Pada praktikum ini kita akan mempelajari algoritma **HDBSCAN (Hierarchical Density-Based Spatial Clustering of Applications with Noise)** sebagai salah satu metode _clustering_ berbasis densitas yang lebih robust dibandingkan `DBSCAN`. Melalui pendekatan hierarki, `HDBSCAN` mampu mengatasi keterbatasan parameter `eps` yang sensitif pada `DBSCAN` serta dapat menyesuaikan diri dengan data yang memiliki kepadatan berbeda. Praktikum ini akan difokuskan pada eksplorasi hasil _clustering_ menggunakan dataset sintetis serta pengaruh _hyperparameter_ penting seperti `min_cluster_size`, `min_samples`, dan `cut_distance`, sehingga nantinya dapat memahami bagaimana `HDBSCAN` bekerja dalam memisahkan _cluster_, mengidentifikasi _noise_, dan beradaptasi dengan struktur data yang kompleks.
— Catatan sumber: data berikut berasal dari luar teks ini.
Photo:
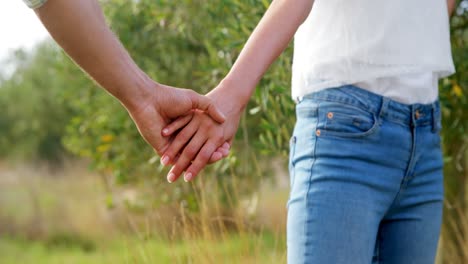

### **Persiapan Lingkungan**

In [2]:
# Instalasi pustaka hdbscan (tidak tersedia default di sklearn)
%pip install hdbscan

# Import modul
import hdbscan
import matplotlib.pyplot as plt
import numpy as np

from sklearn.cluster import DBSCAN
from sklearn.datasets import make_blobs

Collecting hdbscan
  Using cached hdbscan-0.8.40.tar.gz (6.9 MB)
  Installing build dependencies: started
  Installing build dependencies: finished with status 'done'
  Getting requirements to build wheel: started
  Getting requirements to build wheel: finished with status 'done'
  Preparing metadata (pyproject.toml): started
  Preparing metadata (pyproject.toml): finished with status 'done'
Building wheels for collected packages: hdbscan
  Building wheel for hdbscan (pyproject.toml): started
  Building wheel for hdbscan (pyproject.toml): finished with status 'error'
Failed to build hdbscan
Note: you may need to restart the kernel to use updated packages.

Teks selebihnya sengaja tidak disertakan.